In theory, BDT training scans over all the variables and their values to find the variable and splitting/cut value that produce the best separation. In practice, “the cut values are optimized by scanning over the variable range with a granularity that is set via the option nCuts. The default value of nCuts=20 proved to be a good compromise between computing time and step size”.
Let’s say, the variable is the number of particles in the final state N_i. for 100 events the range of values for N_i is 1<N_i<100; nCuts=20 split this range in 20 and makes 20 scans!
is that statement true? and if so, which one of the 5 values in the chosen subrange is the splitting value?
if the statements is not true then what is the correct meaning of nCuts?
thanks in advance for the help
Hi Jose and welcome to TMVA
The nCuts parameter controls the granularity of the histogramming done as part of the fast training protocol. In this protocol there is only one pass over the data (per node per variable).
In the case of
nCuts=20 two histograms with 21 bins are created and filled with the events, one for signal and one for background. The range is between the minimum and the maximum of the variable and the bin width is uniform.
The separation is then calculated for each split and the best option is chosen.
To put this in terms of your example: The histograms will have the first bin between 0 and 5, the second between 5 and 10 etc. We then loop through all 20 cuts to select the best separation gain and perform the cut on the corresponding variable.
Hope that makes it more clear!
Hi Kim, all,
I am resurrecting this post because I have a question related to nCut parameter and histogram building before the training phase of BDTs in TMVA.

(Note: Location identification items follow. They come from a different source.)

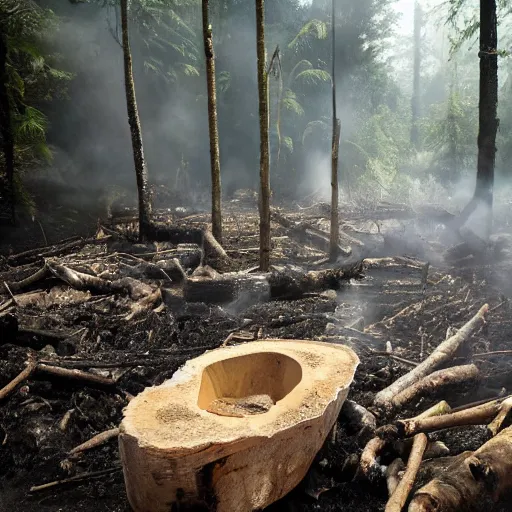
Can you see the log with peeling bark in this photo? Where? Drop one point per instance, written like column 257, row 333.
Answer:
column 286, row 284
column 200, row 236
column 357, row 416
column 369, row 462
column 435, row 383
column 64, row 247
column 480, row 415
column 473, row 485
column 37, row 276
column 443, row 353
column 502, row 417
column 394, row 473
column 8, row 327
column 81, row 281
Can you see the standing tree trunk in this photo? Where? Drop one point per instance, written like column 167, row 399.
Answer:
column 6, row 132
column 212, row 125
column 141, row 170
column 487, row 120
column 488, row 108
column 336, row 128
column 415, row 102
column 264, row 200
column 453, row 149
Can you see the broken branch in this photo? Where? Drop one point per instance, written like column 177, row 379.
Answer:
column 482, row 478
column 95, row 441
column 25, row 374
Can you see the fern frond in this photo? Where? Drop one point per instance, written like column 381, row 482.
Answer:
column 315, row 28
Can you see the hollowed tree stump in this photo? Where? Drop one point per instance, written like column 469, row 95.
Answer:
column 234, row 429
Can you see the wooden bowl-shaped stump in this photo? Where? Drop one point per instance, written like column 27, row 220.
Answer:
column 234, row 429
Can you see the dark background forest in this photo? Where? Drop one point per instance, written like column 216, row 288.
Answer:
column 71, row 128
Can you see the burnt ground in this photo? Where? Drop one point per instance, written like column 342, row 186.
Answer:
column 47, row 416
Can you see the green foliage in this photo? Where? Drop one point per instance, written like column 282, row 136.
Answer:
column 31, row 79
column 450, row 133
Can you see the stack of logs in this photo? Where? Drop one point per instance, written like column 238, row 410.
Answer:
column 469, row 481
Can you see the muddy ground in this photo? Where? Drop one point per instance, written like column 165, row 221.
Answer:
column 148, row 348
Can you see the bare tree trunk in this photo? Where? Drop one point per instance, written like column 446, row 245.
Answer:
column 6, row 132
column 487, row 119
column 141, row 170
column 264, row 202
column 336, row 128
column 415, row 102
column 453, row 160
column 488, row 107
column 212, row 125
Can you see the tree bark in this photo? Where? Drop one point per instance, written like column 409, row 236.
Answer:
column 415, row 102
column 212, row 125
column 264, row 200
column 488, row 106
column 6, row 132
column 141, row 170
column 336, row 127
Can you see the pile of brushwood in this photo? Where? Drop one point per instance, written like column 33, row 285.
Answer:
column 88, row 323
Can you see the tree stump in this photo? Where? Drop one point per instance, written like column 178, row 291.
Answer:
column 236, row 428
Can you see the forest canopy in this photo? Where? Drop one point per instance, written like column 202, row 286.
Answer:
column 65, row 94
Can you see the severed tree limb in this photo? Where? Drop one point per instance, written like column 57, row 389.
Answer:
column 75, row 375
column 472, row 485
column 444, row 352
column 30, row 280
column 480, row 415
column 95, row 441
column 81, row 281
column 77, row 478
column 24, row 375
column 441, row 407
column 394, row 474
column 434, row 449
column 368, row 463
column 399, row 497
column 497, row 423
column 357, row 416
column 434, row 383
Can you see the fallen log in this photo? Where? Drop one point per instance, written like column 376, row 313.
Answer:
column 480, row 415
column 394, row 473
column 503, row 416
column 285, row 284
column 88, row 378
column 203, row 237
column 368, row 463
column 434, row 449
column 357, row 416
column 435, row 383
column 98, row 440
column 63, row 247
column 480, row 480
column 37, row 276
column 443, row 353
column 22, row 376
column 307, row 234
column 8, row 327
column 401, row 493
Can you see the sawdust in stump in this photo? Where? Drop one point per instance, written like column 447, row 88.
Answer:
column 241, row 407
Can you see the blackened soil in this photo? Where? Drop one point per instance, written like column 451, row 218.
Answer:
column 47, row 417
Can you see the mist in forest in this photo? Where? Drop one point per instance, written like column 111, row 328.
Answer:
column 89, row 131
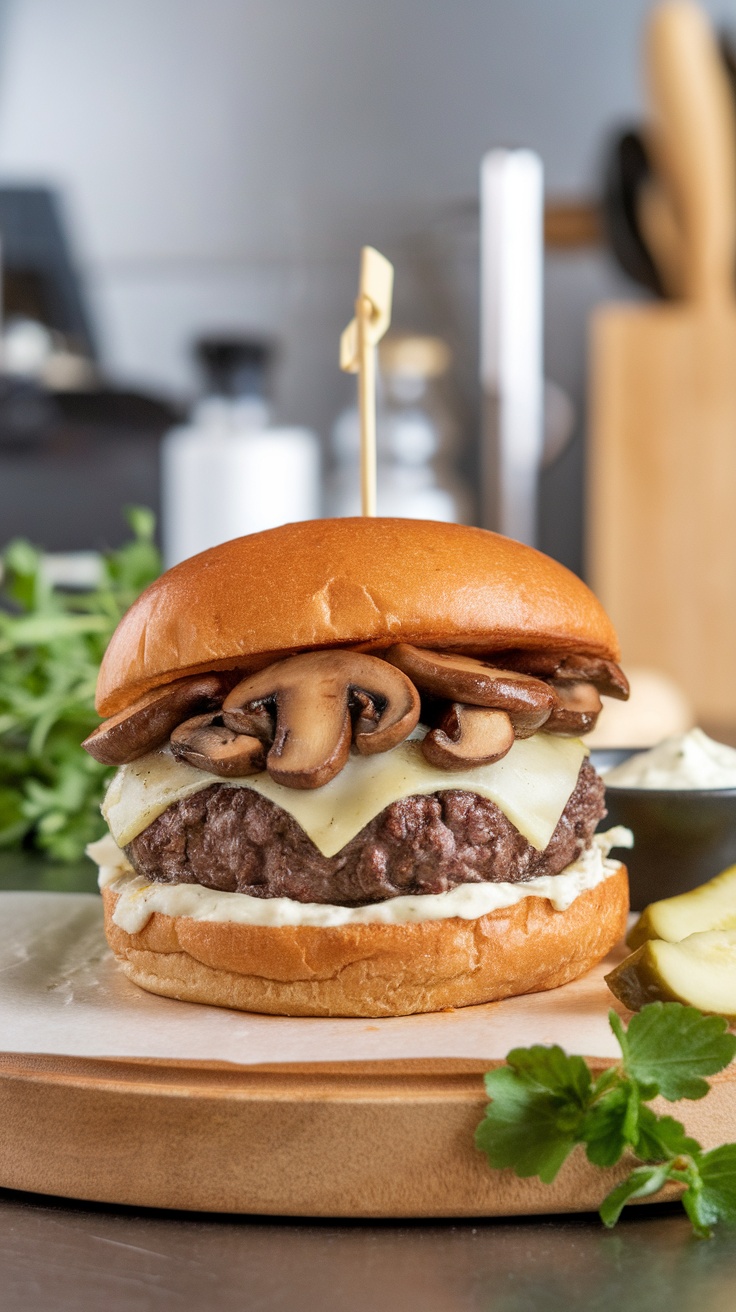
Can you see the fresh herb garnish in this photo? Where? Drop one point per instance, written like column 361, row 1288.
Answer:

I understand what nCut does. My questions are:
How the xmin and xmax ranges are selected? Is it using FirstBinAboveZero and LastBinAboveZero methods? If for instance a distribution has 1 event at the far end tail with some empty bins inbetween is it still going to be included or is there some overflow approach after certain fraction of events per bin are not available?

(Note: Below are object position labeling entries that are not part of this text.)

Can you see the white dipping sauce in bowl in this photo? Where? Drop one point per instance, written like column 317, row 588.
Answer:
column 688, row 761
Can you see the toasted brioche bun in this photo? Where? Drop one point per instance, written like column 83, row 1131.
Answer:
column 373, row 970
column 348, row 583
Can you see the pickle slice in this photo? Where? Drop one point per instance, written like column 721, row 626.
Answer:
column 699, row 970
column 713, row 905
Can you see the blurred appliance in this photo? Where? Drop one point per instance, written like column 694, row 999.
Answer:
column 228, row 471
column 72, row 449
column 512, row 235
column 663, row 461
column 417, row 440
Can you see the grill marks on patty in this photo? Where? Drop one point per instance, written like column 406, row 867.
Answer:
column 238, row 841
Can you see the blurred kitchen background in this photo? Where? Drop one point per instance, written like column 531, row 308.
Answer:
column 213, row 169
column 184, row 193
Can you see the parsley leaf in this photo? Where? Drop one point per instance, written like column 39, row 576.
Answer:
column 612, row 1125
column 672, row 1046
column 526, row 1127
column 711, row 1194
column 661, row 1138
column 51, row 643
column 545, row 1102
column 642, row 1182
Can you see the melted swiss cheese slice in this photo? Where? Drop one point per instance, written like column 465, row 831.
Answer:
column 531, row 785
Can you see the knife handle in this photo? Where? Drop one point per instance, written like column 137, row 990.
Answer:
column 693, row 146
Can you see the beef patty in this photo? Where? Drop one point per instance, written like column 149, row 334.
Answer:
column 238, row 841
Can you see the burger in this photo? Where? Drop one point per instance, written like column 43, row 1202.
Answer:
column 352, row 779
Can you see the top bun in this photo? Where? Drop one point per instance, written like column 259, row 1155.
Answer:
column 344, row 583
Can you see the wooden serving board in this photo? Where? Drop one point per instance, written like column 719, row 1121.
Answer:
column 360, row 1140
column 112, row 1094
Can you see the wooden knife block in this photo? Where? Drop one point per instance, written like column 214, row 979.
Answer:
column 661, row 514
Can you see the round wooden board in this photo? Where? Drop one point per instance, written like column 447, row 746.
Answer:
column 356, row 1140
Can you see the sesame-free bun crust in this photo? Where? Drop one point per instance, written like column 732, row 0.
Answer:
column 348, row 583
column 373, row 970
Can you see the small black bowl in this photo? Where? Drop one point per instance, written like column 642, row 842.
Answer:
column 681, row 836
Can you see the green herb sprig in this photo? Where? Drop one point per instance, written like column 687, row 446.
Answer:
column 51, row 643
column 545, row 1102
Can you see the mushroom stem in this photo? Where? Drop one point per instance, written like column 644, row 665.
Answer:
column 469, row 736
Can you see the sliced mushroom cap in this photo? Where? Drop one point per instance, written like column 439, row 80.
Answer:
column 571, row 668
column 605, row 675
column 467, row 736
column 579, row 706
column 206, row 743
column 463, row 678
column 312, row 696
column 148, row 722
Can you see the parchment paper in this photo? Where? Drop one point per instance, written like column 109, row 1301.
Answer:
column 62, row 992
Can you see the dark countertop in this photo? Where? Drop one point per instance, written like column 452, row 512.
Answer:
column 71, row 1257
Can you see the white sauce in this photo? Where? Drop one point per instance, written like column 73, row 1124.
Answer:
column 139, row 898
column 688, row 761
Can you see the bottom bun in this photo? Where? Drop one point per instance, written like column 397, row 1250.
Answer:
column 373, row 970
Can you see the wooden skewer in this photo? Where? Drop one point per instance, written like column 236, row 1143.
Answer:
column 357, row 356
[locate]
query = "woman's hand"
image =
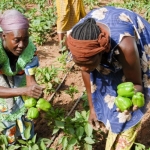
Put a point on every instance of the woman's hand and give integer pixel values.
(93, 120)
(34, 91)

Are these distributions then normalized or provided to BDT as is?
To put questions into context: I am trying to visualize how the BDT ‘sees’ the variable distributions when deciding on cuts. I want to make histograms of variables looking similar to the format BDT is putting them into. As far as I understand, TMVAGUI S/B histograms for input variables are not in the same format as histograms used in BDT training node split decisions, for instance binning there does not change with nCut if I am not wrong.

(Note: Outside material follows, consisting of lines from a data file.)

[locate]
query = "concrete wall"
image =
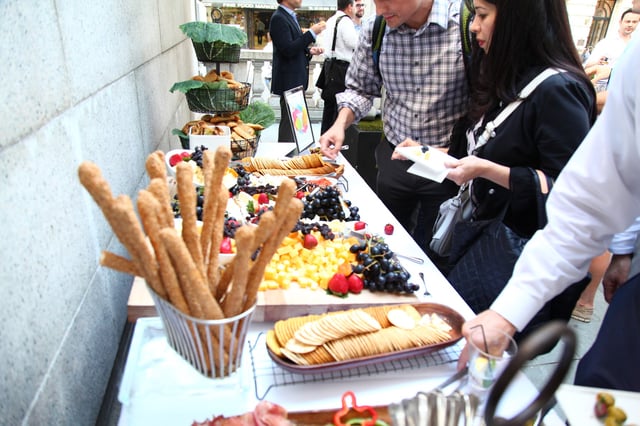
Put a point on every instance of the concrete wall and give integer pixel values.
(80, 81)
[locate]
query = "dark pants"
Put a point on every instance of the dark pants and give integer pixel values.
(285, 129)
(329, 114)
(612, 360)
(413, 200)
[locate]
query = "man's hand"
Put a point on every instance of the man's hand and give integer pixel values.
(490, 321)
(407, 142)
(465, 169)
(331, 141)
(319, 27)
(616, 275)
(598, 72)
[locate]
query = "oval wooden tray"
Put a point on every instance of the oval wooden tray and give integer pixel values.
(453, 318)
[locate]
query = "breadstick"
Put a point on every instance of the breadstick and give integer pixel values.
(119, 263)
(160, 190)
(266, 227)
(233, 302)
(195, 290)
(149, 209)
(286, 191)
(129, 232)
(217, 232)
(213, 183)
(191, 281)
(187, 198)
(291, 216)
(120, 215)
(155, 165)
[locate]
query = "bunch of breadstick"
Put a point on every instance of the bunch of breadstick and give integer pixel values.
(183, 268)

The actual goal is that I want to look at the distributions with and without negative weight events to have some information on how ignoring them changes the shape, in the way BDT sees it. To study different ways of handling such events and which presents BDT with a closer distribution to the actual one. nCuts then gives the binning information but range and normalization is not clear to me.
Thanks in advance!
If I remember correctly, the min and max for each input variable is recorded during pre-processing (taking transformations into account), these are then used to define the cuts.
There is (to my knowledge) no mechanism to account for extreme outliers. Instead a straight binning is used between sample min and max is used (see here).
The resulting distribution is kept unnormalised (i.e. it is a count).
I am sorry to say, I don’t remember from the top of my head exactly how the TMVAGUI S/B works.
Hope this helps, otherwise let me know.
Thank you for your answer. It helps indeed! Could you also explain a bit what transformations do you mean by “taking transformations into account”?
TMVA supports decorrelation and normalisation pre-processing using “Transformations=N,G” etc in the data-loader.
I just meant that the cuts are done on these transformed variables, not in the original space. (Which is proper, I just wanted to point out that this happens as if one does not know about it, it can be difficult to interpret the raw values!)